Sindacati confederali. Questi nonostante l’inimicizia importante che gli si dimostra da sempre sono parte del problema come si è specificato in diverse occasioni ma non per partito preso. Per mantenere nel tempo la loro sopravvivenza come organizzazioni hanno firmato qualsiasi cosa in cambio anche loro di occupazione per i loro iscritti e per il consenso. L’occupazione di fronte alla delocalizzazione prima e alla crisi dopo che ha visto la chiusura di centinaia di imprese è diventata il veicolo per lo scambio politico nel mercato del lavoro. Il sindacato confederale è diventato un’agenzia interinale. Hanno firmato qualsiasi accordo che garantisse questa occupazione ottenendo non solo che si diffondesse la precarietà ma ottenendo che i lavoratori fossero supini nell’accettare qualsiasi condizione pure di mantenere un briciolo di occupazione. La vicenda Almaviva è una delle più recenti ma se ne potrebbero nominare a volontà. Far sentire il peso delle scelte prese e farne pagare un prezzo non è una questione di principio ma è necessaria a definire la parte entro cui stiamo.
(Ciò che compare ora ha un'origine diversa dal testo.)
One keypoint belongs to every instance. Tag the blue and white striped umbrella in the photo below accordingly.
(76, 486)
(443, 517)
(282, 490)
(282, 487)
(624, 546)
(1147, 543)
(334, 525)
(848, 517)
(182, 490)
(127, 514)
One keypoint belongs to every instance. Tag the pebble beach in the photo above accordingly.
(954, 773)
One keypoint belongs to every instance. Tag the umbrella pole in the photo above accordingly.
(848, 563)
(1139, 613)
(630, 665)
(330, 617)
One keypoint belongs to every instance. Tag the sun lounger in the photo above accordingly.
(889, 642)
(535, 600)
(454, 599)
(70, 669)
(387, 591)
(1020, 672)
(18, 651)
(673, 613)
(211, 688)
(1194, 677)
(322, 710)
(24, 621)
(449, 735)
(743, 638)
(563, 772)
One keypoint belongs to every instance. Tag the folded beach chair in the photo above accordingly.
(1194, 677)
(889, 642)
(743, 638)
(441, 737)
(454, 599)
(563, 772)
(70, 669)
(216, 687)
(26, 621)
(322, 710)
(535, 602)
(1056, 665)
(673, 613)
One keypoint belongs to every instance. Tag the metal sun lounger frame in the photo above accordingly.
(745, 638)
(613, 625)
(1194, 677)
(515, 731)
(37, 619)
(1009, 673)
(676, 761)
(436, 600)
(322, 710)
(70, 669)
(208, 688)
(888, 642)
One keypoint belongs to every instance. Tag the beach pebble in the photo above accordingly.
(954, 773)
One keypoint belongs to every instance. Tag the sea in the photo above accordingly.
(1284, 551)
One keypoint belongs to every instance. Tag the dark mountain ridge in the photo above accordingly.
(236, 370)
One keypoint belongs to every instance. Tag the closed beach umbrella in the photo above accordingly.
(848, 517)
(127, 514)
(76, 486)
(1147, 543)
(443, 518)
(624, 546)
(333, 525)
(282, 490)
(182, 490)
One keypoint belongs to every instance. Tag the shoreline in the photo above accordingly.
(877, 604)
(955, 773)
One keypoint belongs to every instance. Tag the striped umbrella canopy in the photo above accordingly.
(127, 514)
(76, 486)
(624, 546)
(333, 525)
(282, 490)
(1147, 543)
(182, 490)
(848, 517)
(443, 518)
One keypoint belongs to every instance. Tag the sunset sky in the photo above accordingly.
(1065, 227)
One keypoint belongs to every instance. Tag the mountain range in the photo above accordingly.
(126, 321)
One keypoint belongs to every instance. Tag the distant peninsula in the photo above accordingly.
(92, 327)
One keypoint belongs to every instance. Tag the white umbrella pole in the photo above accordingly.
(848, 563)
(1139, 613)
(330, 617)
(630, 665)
Sarebbe opportuno restituire analisi a quello che il mercato del lavoro è oggi anche se come parzialità nel panorama della complessità capitalistica odierna. Nel nostro paese e non solo, il capitale si è ristrutturato basando la propria accumulazione sulla precarietà di alcuni soggetti per lo più giovani, donne e immigrati/emigrati che sono stati esclusi da una certa centralità. E’ il capitale che ne ha determinato l’inclusione facendo diventare centrali nel mercato del lavoro le soggettività subalterne invece che le lotte per la loro liberazione dallo sfruttamento. Come rimane importante ridefinire i termini di sviluppo e sottosviluppo a livello internazionale, nazionale e nelle aree urbane non per definire la loro gerarchia ma per definirne la loro interdipendenza. Ci piace immaginare, quindi, che si inneschi un dibattitto proficuo su questi temi nelle lotte e per le lotte continuando a dare spazio alle battaglie e alle vertenze presenti e future che chiariscono inevitabilmente i termini della discussione.